Right place at right time
The driving force behind the boom in wearable technology, of course, is the advancement in hardware, both in terms of affordability and practicality. Earlier this year, ARM Holdings chief executive Simon Segars told tech website CNET that even small companies could create hit products now because the sensors and processors required to power low-powered wearable devices were so easily available. “Because it is inexpensive to put some of these products together, it does open the door for new companies,” he says.
The current crop of wearable technology genres – fitness trackers, smart bands, smartwatches, VR headsets and augmented reality (AR) spectacles – aren’t necessarily new ideas. In fact many of these genres and some of their biggest selling products are many generations old.
The difference now is there is an appetite in the mass market for them, coinciding with a point in time where the hardware is making media and academic prophecies a much more realistic proposition. As Mr Weiser suggested, ubiquitous computing would only succeed at a time when devices were submissive enough to recede into the backgrounds of our lives.
Moving with the times
Of course, the very definition of wearable technology is changing all the time. The term is evolving at an incredible pace as a seemingly never-ending conveyor belt of new form factors emerges. Surely hearing aids, which have been around since 1898, and headphones, popularised in the 1980s during the Walkman boom, are both examples of existing, successful wearable technology?
Of course they are and it’s pleasing to see these old masters of the wearable world influencing the new breed of connected devices. Soundhawk, Cupertino-based neighbours of Apple, recently unveiled its smart-listening device – a hearing aid designed even for people with good hearing that boasts adaptive audio processing, which is capable of cutting through background noise and elevating just the sounds you need to hear.
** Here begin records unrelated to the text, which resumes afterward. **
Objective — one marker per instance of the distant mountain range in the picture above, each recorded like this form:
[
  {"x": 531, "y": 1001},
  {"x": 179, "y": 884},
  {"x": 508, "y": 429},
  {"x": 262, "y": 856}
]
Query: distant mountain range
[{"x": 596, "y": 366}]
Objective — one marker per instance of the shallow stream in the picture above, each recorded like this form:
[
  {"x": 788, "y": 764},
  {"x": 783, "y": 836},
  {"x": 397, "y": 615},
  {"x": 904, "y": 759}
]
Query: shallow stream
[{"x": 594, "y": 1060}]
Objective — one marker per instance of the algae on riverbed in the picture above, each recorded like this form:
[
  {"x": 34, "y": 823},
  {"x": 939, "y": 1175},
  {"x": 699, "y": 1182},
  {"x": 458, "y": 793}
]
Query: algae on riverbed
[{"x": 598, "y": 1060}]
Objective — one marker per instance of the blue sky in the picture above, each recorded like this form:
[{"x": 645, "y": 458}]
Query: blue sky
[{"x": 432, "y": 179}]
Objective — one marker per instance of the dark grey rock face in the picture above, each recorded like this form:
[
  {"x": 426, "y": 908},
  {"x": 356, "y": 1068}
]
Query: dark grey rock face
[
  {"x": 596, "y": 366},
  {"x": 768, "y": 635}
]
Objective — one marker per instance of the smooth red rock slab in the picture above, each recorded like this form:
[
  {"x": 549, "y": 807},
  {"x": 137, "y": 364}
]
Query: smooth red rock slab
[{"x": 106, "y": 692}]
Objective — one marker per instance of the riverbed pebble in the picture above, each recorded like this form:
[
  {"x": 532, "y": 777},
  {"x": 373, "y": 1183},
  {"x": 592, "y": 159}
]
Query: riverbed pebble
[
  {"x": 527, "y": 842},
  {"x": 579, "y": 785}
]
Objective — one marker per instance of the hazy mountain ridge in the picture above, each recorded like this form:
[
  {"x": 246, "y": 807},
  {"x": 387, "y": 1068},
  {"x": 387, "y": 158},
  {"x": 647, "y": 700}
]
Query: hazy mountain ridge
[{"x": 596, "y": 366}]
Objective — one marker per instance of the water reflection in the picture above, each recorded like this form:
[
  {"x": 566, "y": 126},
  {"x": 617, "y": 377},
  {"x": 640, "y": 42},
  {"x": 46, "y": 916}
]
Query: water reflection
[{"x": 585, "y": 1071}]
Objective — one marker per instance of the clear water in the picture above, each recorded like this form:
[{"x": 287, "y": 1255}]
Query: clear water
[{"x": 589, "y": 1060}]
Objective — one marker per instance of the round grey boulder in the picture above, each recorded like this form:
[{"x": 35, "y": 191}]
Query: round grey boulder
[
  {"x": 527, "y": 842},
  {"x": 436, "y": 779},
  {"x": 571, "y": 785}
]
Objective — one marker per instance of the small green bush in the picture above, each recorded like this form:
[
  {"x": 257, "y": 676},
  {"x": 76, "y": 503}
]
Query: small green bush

And the Avegant Glyph has taken the basic premise of audio headphones and given it a visual twist for the 21st century. The Glyph is a head-mounted display that promises to deliver a visual experience of the kind of realism and clarity that you’ve never had before. There’s no screen, pictures are projected directly on to your eyes from a low-powered LED bulb, presenting smooth pixel-free visuals. A far cry from the tinny headphones Sony boxed with its original Walkmans.
The idea of wearable technology is in no way a new one, but we’re finally arriving at a point where years of research and development is paying dividends, where the hardware is both accomplished and economically viable enough for the visionaries’ conceptions to enter mass production, and for the results to proliferate the mainstream consumer consciousness.
So while you may be hearing a lot more about wearable technology as of late, it’s key to remember that what we’re seeing now is merely the first fruits of a cultural and social shift that’s been a long time coming.
And you thought wearables were just a fad.